Ai poveri sfortunati che invece non vengono venduti tocca probabilmente la sorte peggiore: si trasformeranno in bambole, giochi o dolcetti di carne umana. L'alternativa di quelle vittime è il diventare esse stesse coloro che prepareranno le pietanze a base dei loro cari compagni, ma non sempre si trovano bambini disposti a farlo.

Mi ritrovai a correre in un bosco composto principalmente di bianca nebbia. Gli alberi sembravano guardarmi, li potevo sentire ridere malignamente di me. Quando andai a sbattere contro uno di essi fui afferrata da un ramo e spinta nella parte opposta.

A un certo punto si stagliò davanti a me la sagoma di una grande abitazione. Senza pensarci due volte ci entrai, sbattendomi la porta alle spalle. Se solo avessi guardato in dietro mi sarei resa conto che l'Anti-Babbo Natale si era fermato a una decina di metri di distanza e che, spaventato, si era subito allontanato da quel luogo chiamato "Hotel della morte".

Solo una volta dentro mi resi conto di ciò che avevo inconsciamente letto, ero finita nell'hotel della morte. Nome strano per un albergo, avrei riflettuto in una normale situazione, ma questo non era solito; questa era sicuramente una trappola o comunque un piano orchestrato da qualcuno che mi voleva morta.
Come lo sapevo per certo? Beh, il cartellone di fianco a me recitava le seguenti parole: "Raduno per uccidere il Protagonista dalle ore 00:00 alle 03:00 + buffet. Tutto al primo piano".

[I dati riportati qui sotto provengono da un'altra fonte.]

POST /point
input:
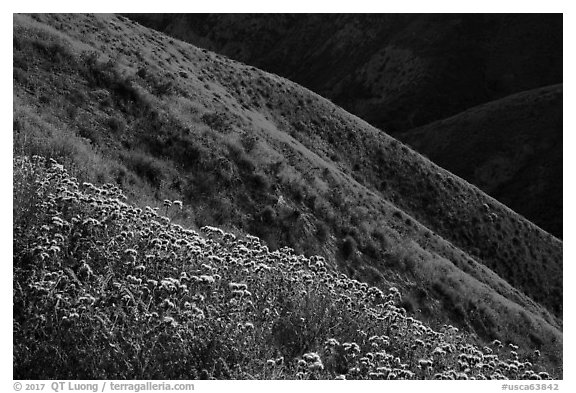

Guardai l'orologio che si trovava lì nella hall, mancava ancora un'ora. Cercai di riaprire la porta, ma era bloccata. Non importava quanto la tirassi o spingessi, quella rimaneva sempre ferma immobile. Le finestre invece erano barricate da assi di ferro che fino a un momento prima ero sicura non ci fossero.

Sentii tante vocine gracchianti e una veloce e agitata successione di passi, poi vidi le loro ombre. Erano sì e no una ventina di goblin che si dirigevano nella mia direzione.
Mi nascosi dietro a delle casse e assistetti alla loro mostruosa sfilata. I goblin sono mostriciattoli verdi, nudi o vestiti con una sudicia tunica marrone, che si divertono a uccidere tutto ciò che si muove. Ma la cosa più pericolosa di loro, che fortunatamente non hanno tutti, è l'astuzia. In questo caso supponevo non ci fosse nessuno dotato di cervello tra di loro e la loro presenza fosse dovuta al buffet promesso.

Stavano trasportando qualcosa, qualcosa di grande e molto pericoloso. Lo tenevano legato con catene gialle e lo tiravano verso una grande porta alla fine del corridoio buio. Era dorato, le sue zanne affilate, gli occhi rosso fuoco, e quando apriva le ali raggiungeva l'alto soffitto.
Ero sicura che se l'avessero lasciato andare mi avrebbe ridotto in cenere in meno di un istante. Era il drago più arrabbiato che avessi mai avuto il dispiacere di vedere.

In quel momento mi accorsi di un goblin che si stava staccando dal gruppo, avvicinandosi pericolosamente a me.